File Handling¶
General information about peak and feature maps¶
For general information about a peak or feature map, use the FileInfo
tool.
It can print RT, m/z and intensity ranges, the overall number of peaks, and the distribution of MS levels.
It can print a statistical summary of intensities.
It can print some meta information.
It can validate XML files against their schema.
It can check for corrupt data in peak files See the
FileInfo –help
for details.
Problems with input files¶
If you are experiencing problems while processing an XML file, check if the file does validate against the XML schema:
FileInfo -v -in infile.mzML
Validation is available for several file formats including mzML, mzData, mzXML, featureXML and idXML.
Another frequently-occurring problem is corrupt data. You can check for corrupt data in peak files with FileInfo
as well:
FileInfo -c -in infile.mzML
Converting your files to mzML¶
The TOPP tools work only on the HUPO-PSI mzML
format. If you need to convert mzData, mzXML or ANDI/MS data to
mzML, use the FileConverter, e.g.
FileConverter -in infile.mzXML -out outfile.mzML
For format names as file extension, the tool derives the format from the extension. For other extensions, the file formats of the input and output file can be given explicitly.
Converting between DTA and mzML¶
Sequest DTA files can be extracted from a mzML file using the DTAExtractor
:
DTAExtractor -in infile.mzML -out outfile
The retention time of a scan, the precursor mass-to-charge ratio (for MS/MS scans) and the file extension are appended to the output file name.
To combine several files (e.g. DTA files) to an mzML
file use the FileMerger
:
FileMerger -in infile_list.txt -out outfile.mzML
The retention times of the scans can be generated, taken from the infile_list.txt
or can be extracted from the DTA
file names. See the FileMerger documentation for details.

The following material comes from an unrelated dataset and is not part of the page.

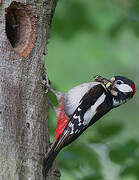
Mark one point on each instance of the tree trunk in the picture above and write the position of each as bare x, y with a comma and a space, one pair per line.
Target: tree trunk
24, 136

Extracting part of the data from a file¶
To extract part of the data from an mzML
file, use the FileFilter
tool. It allows filtering for RT, m/z
and
intensity range or for MS level. To extract the MS/MS scans between retention time 100
and 1500
, use the following
command:
FileFilter -in infile.mzML -levels 2 -rt 100:1500 -out outfile.mzML
Conversion Between OpenMS XML Formats and Text Formats¶
Export of OpenMS XML formats¶
As TOPP offers no functionality for statistical analysis, this step is normally done using external statistics packages. In order to export the OpenMS XML formats into an appropriate format for these packages the TOPP TextExporter can be used.
It converts the the following OpenMS XML formats to text files:
featureXML
idXML
consensusXML
The use of the TextExporter
is is very simple:
TextExporter -in infile.idXML -out outfile.txt
Import of feature data to OpenMS¶
OpenMS offers a lot of visualization and analysis functionality for feature data.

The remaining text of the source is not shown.